Here’s an example of a very popular deep learning algorithm. This is way too complicated, so we’re going to clear away everything we don’t need to think about right now. So, to decide if something is a face. Or decide if it’s not, the information has to flow through about eight of these calculators across eight gaps. Now we just said we need to count about 10 spikes per calculator.
So ten spikes, times ten milliseconds per spike in your head, that’s a 100 milliseconds, times the eight layers, that’s 800 milliseconds. That means if you were running an AlexNet in your head, it would take you close to a second to recognize a face. Kind of awkward at parties.
So do we throw away AlexNet. Of course not. This is a right way to solve this problem, and artificial systems solves a challenging problem very well. But the thought experiment serves to show that our brains, nature, is a very different way to solve this type of problem.

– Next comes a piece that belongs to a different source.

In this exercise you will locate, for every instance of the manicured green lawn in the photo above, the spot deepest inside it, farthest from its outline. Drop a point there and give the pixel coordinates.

And that’s exactly why we want to bring together the machine learning experts and the neuroscientists. Experimental observation of nature, shows us how good nature can be at the task that we’re interested in solving, while the machine learning algorithms show us what can be accomplished in artificial systems. Bringing them together opens the door to what I call biologically feasible computing. So here’s a concrete example. At the Space and Naval Warfare System Center Pacific, a Navy research lab where I work, we’re very interested in understanding the digital language spoken by radio transmissions.

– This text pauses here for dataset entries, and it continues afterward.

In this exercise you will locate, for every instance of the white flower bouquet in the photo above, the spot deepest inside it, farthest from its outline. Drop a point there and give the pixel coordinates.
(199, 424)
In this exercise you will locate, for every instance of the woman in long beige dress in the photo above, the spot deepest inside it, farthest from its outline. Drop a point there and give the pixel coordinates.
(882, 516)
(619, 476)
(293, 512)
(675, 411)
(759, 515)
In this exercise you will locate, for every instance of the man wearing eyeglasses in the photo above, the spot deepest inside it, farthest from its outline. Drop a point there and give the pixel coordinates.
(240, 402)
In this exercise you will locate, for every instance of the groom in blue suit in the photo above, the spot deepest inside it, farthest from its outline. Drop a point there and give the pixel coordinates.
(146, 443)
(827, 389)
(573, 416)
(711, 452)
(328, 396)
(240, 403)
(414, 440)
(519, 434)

Now we tried regular machine learning to solve that problem, and we were about as good at solving it as flipping a coin. Not good enough. So we drew inspiration from the visual system, the same one we’ve been talking about today, and we constrained our model to look for the same things that your eyes do. We then pointed our newly constrained model at our transmissions and it made essentially no mistakes from that point on.
We took the machine learning model, and by constraining it, made it closer to a biological simulation. In other words, by better mimicking nature, we had a dramatic performance increase in our algorithm. So if simple constraints can reap rewards, what’s the next step? Places like the University of Manchester, Brain Corporation, IBM, Intel and others, they’re developing special computers that can mimic and simulate neurons in biophysical detail. My research team is collaborating with those groups with a simple goal in mind.
We want to create algorithms that compute in biologically feasible ways. In other words, we want to develop algorithms that could potentially be running in your head, and if we’re able to do that, we kick off an important feedback loop. By developing the principles for biologically feasible computing, we demonstrate features that can be used to develop better brain models. Those better brain models in turn lead to better simulations, the better simulations lead to new neuroscience hypotheses, new hypotheses lead to new experiments, and the new experiments illuminate new principles that can be used for biologically feasible computing.
By bringing machine learning and neuroscience together, we make them greater than the sum of their parts. Now, I can’t tell you how many times we have to go around this loop before our algorithms are as good as Ari’s or Maxwell’s, but I can tell you that this is the road we take towards creating that future.